Auch das ist mit dem Programm möglich.


----------



## Wildcard (15. Dez 2004)

Find ich ne gute Idee.
Kann man vieleicht irgendwo bei FAQ oder so unterbringen.
Werden dir bestimmt einige Leute sehr dankbar sein.  :toll:


----------



## Bleiglanz (15. Dez 2004)

wie wärs mit

java.util.Collections.shuffle(List list)


----------



## Reality (15. Dez 2004)

L-ectron-X hat gesagt.:
			
		

> Zwar deckt sie nur den Integer-Bereich ab, aber das sollte für viele Anwendungsgebiete ausreichen.

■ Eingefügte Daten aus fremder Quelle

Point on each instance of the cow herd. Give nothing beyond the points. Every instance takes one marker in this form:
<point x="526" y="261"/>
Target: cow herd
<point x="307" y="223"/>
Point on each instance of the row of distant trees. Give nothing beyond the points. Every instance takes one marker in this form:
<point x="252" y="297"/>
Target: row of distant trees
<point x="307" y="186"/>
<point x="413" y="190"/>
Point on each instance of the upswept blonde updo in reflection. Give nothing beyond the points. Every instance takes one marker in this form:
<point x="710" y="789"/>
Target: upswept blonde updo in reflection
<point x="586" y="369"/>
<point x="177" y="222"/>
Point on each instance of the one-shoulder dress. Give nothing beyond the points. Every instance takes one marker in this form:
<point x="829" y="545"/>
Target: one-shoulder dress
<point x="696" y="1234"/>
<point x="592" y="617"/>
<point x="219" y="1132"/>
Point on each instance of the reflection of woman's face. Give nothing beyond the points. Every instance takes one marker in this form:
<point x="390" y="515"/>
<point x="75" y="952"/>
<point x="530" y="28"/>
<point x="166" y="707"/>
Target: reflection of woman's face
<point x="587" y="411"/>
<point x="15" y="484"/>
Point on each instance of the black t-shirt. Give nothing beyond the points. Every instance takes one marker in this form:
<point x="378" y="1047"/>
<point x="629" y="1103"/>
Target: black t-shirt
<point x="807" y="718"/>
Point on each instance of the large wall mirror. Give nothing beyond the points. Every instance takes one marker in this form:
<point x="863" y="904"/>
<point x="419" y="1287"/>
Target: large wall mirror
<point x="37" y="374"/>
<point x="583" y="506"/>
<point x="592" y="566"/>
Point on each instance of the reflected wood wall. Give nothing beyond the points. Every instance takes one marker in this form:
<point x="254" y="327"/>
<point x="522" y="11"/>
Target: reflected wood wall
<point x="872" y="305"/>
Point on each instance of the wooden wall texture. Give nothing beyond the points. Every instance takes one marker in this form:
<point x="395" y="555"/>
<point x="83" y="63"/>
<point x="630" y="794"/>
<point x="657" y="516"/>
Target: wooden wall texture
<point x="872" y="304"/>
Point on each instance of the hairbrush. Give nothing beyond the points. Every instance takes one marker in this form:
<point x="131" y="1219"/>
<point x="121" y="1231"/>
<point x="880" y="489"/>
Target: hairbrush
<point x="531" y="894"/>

Hier wären Generics wieder gut, was du ja nicht so magst. 

Liebe Grüße
Reality


----------



## L-ectron-X (15. Dez 2004)

hehe, ja (noch) nicht so sehr.
Aber vielleicht schreibst Du ja mal ein passendes Beispiel. So kann ich ja auch noch was lernen. :wink:


----------



## Reality (15. Dez 2004)

He, nö. Bin doch (noch) nicht so gut darin. 
Weiss nur, dass man class Bla<T extends Number> machen muss, damit das auch eine Number-Klasse wie Integer oder Double sein muss, die instantiiert wird.

Liebe Grüße
Reality


----------